# Spam wird nicht gefiltert - auch kein x-spam im Header



## ispcuser (3. Apr. 2018)

Ich sitze nun seit mehreren Tagen an dem gleichem Problem. Ich nutze ISPConfig 3.1, habe ein Update laufen lassen, das System in Punkto Dienste ist also original.
Im ISPConfig habe ich folgende Einstellung:

SPAM Markierungslevel : -100           
SPAM Markierungslevel 2 : 3.0           
SPAM Markierungslevel Kill: 10.0
SPAM Markierungslevel DSN Cutoff: 5
SPAM Markierungslevel Quarantine Cutoff: 5
SPAM ändert Betreff:Ja
SPAM ändert Betreff: ***SPAMVERDACHT***

Der Virenscanner funktioniert einwandfrei, greylisting auch. Was nicht funktioniert, ist der Spamschutz.
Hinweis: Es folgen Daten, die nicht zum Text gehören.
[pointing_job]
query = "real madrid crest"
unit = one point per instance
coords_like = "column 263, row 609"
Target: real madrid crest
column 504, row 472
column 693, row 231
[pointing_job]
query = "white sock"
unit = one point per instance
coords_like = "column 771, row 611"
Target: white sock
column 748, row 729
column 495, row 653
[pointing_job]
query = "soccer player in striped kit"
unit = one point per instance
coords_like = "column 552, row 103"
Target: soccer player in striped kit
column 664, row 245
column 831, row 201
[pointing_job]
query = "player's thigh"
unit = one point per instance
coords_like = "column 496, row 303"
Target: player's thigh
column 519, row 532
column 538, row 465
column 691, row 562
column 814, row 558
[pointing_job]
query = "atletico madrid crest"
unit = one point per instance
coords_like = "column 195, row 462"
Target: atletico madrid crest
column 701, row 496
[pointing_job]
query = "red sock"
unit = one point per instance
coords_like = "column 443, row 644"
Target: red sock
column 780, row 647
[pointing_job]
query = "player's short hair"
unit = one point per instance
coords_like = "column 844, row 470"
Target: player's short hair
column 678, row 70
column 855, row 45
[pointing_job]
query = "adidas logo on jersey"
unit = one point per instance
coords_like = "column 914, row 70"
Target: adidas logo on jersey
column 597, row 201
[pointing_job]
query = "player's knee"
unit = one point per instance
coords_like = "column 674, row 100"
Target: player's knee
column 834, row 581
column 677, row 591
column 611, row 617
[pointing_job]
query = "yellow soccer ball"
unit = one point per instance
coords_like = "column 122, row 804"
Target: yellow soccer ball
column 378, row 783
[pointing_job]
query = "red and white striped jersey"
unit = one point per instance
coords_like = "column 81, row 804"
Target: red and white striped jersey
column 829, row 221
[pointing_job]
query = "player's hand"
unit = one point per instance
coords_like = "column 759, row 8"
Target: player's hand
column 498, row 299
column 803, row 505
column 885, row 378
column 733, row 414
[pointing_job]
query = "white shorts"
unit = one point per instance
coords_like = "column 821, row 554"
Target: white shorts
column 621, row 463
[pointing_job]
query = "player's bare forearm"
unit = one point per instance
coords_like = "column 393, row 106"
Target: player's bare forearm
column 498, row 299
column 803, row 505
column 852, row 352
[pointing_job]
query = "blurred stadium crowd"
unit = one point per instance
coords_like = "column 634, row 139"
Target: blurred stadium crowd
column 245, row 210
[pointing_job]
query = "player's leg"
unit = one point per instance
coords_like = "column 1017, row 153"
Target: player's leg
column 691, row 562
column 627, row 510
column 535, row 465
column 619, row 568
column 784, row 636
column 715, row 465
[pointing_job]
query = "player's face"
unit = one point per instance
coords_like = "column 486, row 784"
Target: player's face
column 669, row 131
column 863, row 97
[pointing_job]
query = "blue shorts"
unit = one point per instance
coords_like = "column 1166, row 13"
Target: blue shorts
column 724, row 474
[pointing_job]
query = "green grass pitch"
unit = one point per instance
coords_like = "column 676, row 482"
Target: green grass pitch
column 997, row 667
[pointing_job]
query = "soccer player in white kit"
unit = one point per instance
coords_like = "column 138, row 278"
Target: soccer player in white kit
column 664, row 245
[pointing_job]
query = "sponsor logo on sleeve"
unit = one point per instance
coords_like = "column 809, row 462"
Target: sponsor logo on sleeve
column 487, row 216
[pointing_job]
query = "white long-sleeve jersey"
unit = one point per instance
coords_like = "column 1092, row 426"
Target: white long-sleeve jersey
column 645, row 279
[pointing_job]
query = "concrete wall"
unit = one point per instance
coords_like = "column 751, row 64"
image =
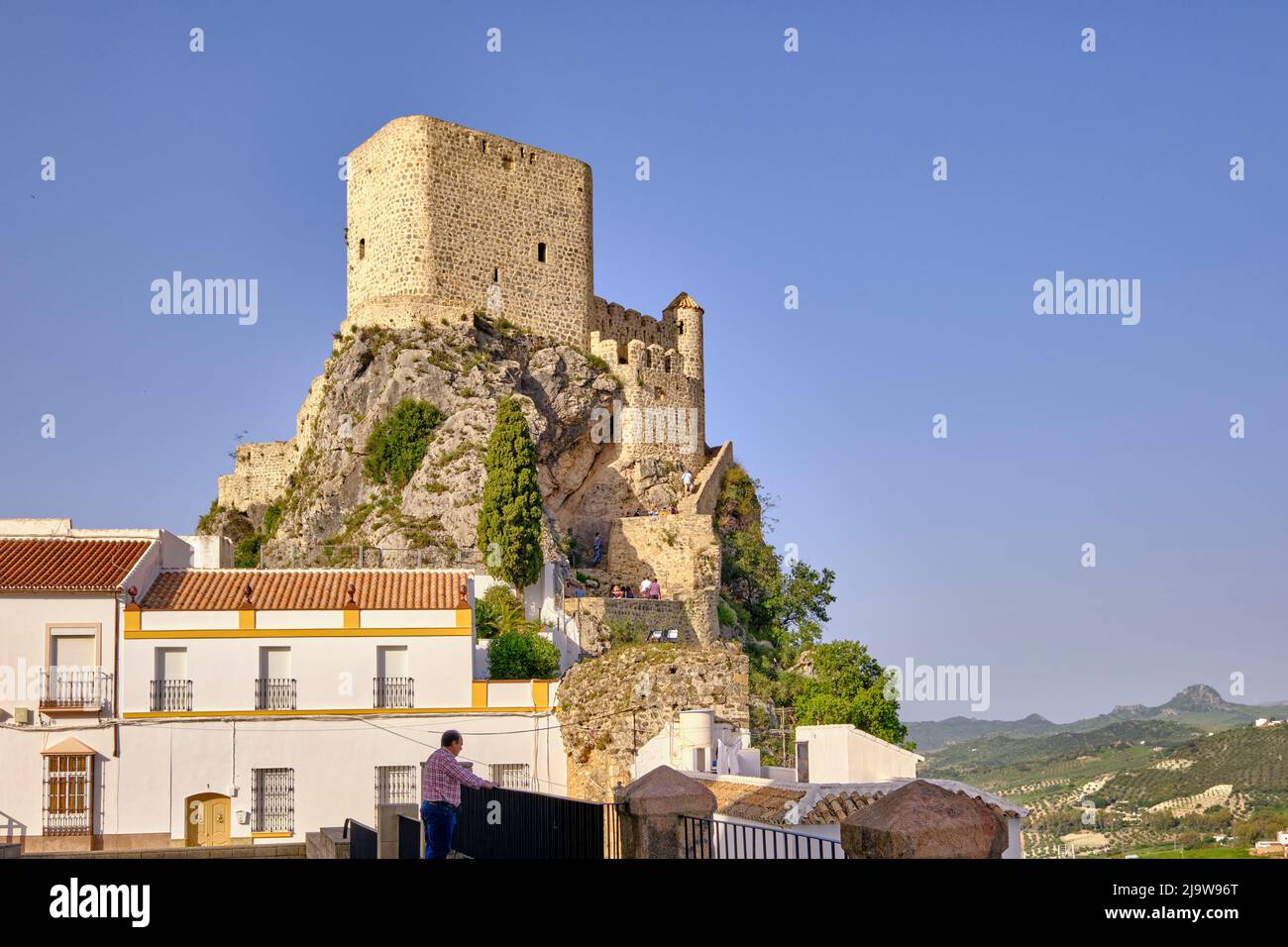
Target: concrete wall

Zum einem gibt es bei eindeutigen Spammails keinen X-SPAM im Header, zum Anderem kommt jeder Scheiss an Spam durch.
Hier mal ein Headerbeispiel:

Return-Path: <alexisqnwexcekruckel@towmillion.com>
X-Original-To: ###
Delivered-To: ###
Received: from localhost (localhost [127.0.0.1])
    by ### (Postfix) with ESMTP id 098D6384001F
    for <###>; Mon,  2 Apr 2018 05:33:29 +0200 (CEST)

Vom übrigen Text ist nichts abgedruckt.